Page 42 of Presidential Agent


  “You know how it is in the stage and screen worlds. The Jews seem to love art; at any rate they know how to run it, and how to make money out of it. So I made friends among them; some of them I became really fond of, and now they get into trouble, terrible trouble, and they write or send somebody to me, begging for help; and what can I do? I try to help one, and before I succeed there are several more. They think I am all-powerful, but I am not, I assure you.”

  “I can believe you, Frau Göring.”

  “Tell me honestly, what do you think of our policy toward the Jews?”

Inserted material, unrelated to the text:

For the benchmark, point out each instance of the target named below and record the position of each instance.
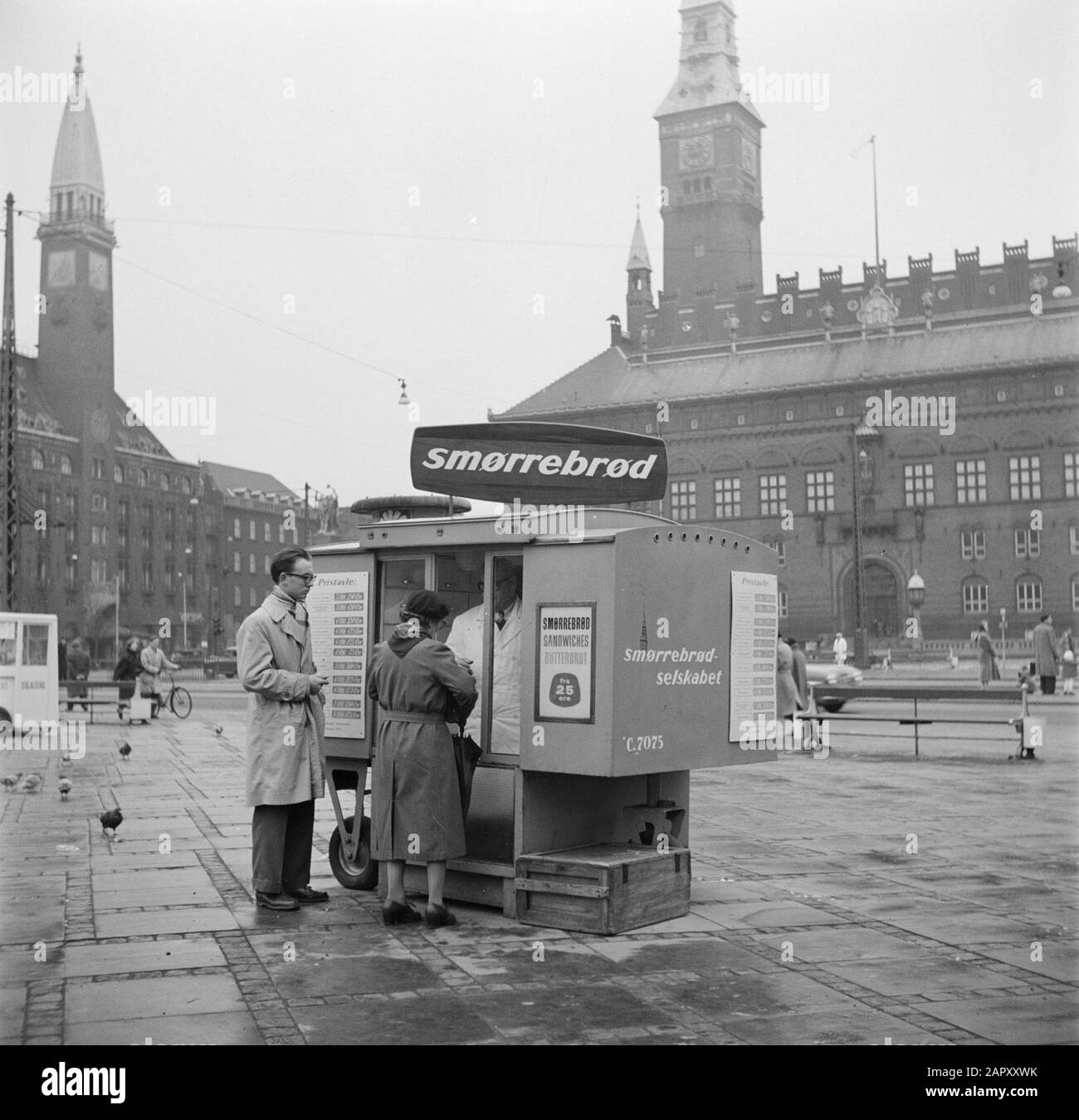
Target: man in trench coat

  This indeed was a poser for the son of Budd-Erling, here on Budd-Erling business, or supposed to be! Was he going to forget that this lady’s husband was the founder and still the nominal head of the Gestapo? He believed that she meant what she said, and was not just trying to probe his mind and get something out of him that might be of use to her husband. But he surely mustn’t go too far on that belief!

  “Meine liebe Frau Göring,” he said, “I have suffered over this problem just as you have. I have conceived the most intense admiration for your Führer, and confidence in his program as the salvation of German culture and a means of preserving order all over Europe. But I don’t regard the Jews as anything like the menace that many people do, and I think the Nazis have harmed their cause with the rest of the world by what they have done.”

  “Hermann feels the same way,” replied Hermann’s wife. “If he had the power, he would put extremists like Streicher out of office. He tells me that you have Jewish relatives, and made some effort to help them get abroad several years ago.”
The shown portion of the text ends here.